JOINT BASE BALAD, Iraq, - When deciding to enlist into the Louisiana National Guard in July 2001, Sgt. Daniel Butts didn’t realize that he would be entering military service just 45 days prior to the worst acts of terrorism ever carried out in the United States.
Nine years after that event and with much of the enemy activity drastically reduced, he was finally called to help transport commodities throughout the war-torn provinces of Iraq.
Butts is assigned as an assistant convoy commander with the 199th Forward Support Company, 3rd Battalion, 156th Infantry Regiment, 3rd Sustainment Brigade, 103rd Sustainment Command (Expeditionary). He and Sgt. Derick Woods, a convoy commander with the 199th FS Company, supervises 21 soldiers, six Mine Resistant, Ambush Protected vehicles, a recovery element, and up to 45 civilian-driven tractor trailers.
“Communication and teamwork are the keys to the delivery of commodities and the safe return of all members of any convoy,” said Woods, who has three deployments to his credit.
Butts relied on Woods’ prior experience in the beginning, but held his own after getting a few missions under his belt.
“We work as a team on this CET, and everybody has a role assigned to them,” said Butts.
Some soldiers in the company call Woods and Butts “Batman and Robin,” clearly a reference to the way they function during missions.
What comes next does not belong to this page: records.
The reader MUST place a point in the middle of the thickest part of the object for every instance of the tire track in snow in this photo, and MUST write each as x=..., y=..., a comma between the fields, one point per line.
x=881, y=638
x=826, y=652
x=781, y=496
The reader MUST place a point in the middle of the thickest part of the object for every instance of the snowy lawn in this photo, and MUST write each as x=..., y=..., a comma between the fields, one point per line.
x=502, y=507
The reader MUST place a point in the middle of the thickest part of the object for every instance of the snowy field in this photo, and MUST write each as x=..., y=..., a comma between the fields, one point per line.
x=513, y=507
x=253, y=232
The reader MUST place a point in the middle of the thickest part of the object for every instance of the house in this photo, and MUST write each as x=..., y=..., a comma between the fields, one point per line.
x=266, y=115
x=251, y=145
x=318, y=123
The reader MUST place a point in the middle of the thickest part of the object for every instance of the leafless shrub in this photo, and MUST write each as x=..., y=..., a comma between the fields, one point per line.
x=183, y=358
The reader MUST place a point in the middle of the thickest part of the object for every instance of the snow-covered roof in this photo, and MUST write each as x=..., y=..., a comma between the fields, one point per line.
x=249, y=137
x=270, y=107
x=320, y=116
Together, they have accumulated more than 60 missions and thousands of miles of dangerous territory in support of the responsible drawdown of troops.
Although there has been a heavily publicized withdrawal of combat troops within the region, the duo is adamant about not letting the change affect them.
“Nothing will change concerning the way we conduct business,” said Woods.
“It doesn’t matter if there are 200,000 troops or 20,000 troops, CET 1-1 will operate the way we were trained,” added Butts. “The goal is to get all of my soldiers back home safely.
"Even with the troop drawdown, we still will maximize our ability to sustain by integrating lessons learned from other units and sharpshooting our soldiers’ minds for alertness before, during and after missions.”
They have only a few months left to carry out their duties, but the duo refuses to celebrate too early.